125.   It is clear from Dunnes Stores v McCann that as a matter of policy the court should respect and give effect to the contractual provisions for referral of disputes to an expert. It is also clear from the judgment of Dunne J. that this is a general proposition and there may be cases in which “ an intervention can arise”. A rigid application of the policy will not be appropriate for every case. This case is an example of such a clause being invoked for the purpose of delay. Therefore, the court is not precluded from moving directly to apply the principles described in Harrisrange Ltd v. Duncan. In doing so, the court must examine whether the summary judgment procedure is suitable for the case. This in turn engages the question of whether the defendant has an arguable defence, or has simply made a mere assertion of a situation which would form the basis of a defence (per McKechnie J.).

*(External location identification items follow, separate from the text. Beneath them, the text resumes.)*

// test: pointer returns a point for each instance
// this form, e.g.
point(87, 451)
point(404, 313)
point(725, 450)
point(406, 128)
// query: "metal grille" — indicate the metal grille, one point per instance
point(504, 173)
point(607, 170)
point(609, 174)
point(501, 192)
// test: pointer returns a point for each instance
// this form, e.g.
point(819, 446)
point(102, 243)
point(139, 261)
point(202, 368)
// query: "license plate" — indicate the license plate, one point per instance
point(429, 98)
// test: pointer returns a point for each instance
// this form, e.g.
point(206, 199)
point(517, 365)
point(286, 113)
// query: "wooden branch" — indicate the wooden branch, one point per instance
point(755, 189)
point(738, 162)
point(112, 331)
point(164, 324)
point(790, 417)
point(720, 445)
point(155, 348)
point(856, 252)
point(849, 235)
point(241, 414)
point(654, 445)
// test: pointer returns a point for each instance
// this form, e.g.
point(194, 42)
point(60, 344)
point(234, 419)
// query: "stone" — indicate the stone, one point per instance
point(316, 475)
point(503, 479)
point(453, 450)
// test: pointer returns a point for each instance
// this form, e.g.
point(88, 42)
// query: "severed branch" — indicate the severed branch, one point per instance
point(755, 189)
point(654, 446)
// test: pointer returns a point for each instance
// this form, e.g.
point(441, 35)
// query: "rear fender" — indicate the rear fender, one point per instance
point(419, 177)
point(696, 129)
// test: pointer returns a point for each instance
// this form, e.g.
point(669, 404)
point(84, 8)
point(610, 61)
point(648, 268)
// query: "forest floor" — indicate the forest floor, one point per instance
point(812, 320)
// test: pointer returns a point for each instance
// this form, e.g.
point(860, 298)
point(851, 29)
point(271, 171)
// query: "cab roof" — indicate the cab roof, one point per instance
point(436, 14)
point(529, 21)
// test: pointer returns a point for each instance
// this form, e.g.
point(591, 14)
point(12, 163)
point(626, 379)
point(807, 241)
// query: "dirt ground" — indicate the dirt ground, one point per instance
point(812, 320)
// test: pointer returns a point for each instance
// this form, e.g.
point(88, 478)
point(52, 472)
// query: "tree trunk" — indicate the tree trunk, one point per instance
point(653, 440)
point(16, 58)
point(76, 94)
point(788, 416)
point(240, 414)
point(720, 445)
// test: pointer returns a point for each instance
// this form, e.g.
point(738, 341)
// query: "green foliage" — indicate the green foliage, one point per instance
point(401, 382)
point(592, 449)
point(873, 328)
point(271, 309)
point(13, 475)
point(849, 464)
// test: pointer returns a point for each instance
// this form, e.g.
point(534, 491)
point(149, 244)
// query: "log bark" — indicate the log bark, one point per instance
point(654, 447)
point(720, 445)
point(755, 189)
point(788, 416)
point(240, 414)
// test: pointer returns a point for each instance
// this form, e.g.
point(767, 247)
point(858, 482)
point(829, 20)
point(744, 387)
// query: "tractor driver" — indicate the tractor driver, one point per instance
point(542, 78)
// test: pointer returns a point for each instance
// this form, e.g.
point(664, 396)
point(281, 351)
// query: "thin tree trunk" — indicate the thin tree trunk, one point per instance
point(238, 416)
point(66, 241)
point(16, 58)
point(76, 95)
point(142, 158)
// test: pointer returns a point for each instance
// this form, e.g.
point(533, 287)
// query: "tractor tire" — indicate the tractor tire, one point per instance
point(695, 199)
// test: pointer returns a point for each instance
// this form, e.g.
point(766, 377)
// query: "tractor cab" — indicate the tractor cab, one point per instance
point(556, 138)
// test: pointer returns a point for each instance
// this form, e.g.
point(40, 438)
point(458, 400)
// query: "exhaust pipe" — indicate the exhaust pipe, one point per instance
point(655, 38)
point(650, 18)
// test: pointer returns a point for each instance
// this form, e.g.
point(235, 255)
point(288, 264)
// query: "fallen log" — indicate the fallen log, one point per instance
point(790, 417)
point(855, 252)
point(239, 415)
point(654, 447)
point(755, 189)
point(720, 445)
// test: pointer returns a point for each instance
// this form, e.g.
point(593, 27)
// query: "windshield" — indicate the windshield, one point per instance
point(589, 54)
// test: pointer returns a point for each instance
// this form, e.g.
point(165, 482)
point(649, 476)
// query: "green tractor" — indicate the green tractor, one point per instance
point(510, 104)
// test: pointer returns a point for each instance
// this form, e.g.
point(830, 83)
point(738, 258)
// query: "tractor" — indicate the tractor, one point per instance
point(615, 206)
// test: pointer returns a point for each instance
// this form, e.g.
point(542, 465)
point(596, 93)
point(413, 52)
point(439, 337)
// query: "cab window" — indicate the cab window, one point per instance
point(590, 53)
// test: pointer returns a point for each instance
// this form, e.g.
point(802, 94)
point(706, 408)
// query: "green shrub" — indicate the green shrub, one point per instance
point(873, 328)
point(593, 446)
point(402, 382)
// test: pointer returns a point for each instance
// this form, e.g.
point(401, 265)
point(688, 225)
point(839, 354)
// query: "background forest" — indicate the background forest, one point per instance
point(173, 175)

126.   No suggestion has been made that the basic arithmetic of the calculation of Turnover Rent was flawed.

127.   The first defendant’s claim is that the Turnover amount ought to have excluded a portion of the receivables which the defendant now states is referable to the cost associated with the shuttle bus service. I have already found that this is a construction wholly unsupported by the clear terms of the Fourth Schedule.

128.   In response to this motion for summary judgment, the defendant seeks to go behind the Certificates of its own auditor, and offers no explanation or evidence of what position the auditor would take in the matter if this different and new construction were put to him.

129.   The “ dispute” is a bare assertion that Mr. O’Sullivan believes that an error has occurred over many years, contrary to the evidence of previous reliance by both parties on Turnover Certificates produced by the same auditors.

130.   The affidavits of Mr. O’Sullivan are no more than an articulation of his view, and are inconsistent with the express terms of the Lease and the history of reliance by both parties on previous Turnover Certificates.

131.   I shall grant judgment against the first named defendant in the amount claimed of €2,185,204.91.

132.   The plaintiff has said that the claim for mesne rates may be referred to plenary hearing and I shall hear the parties as to any further orders or directions required.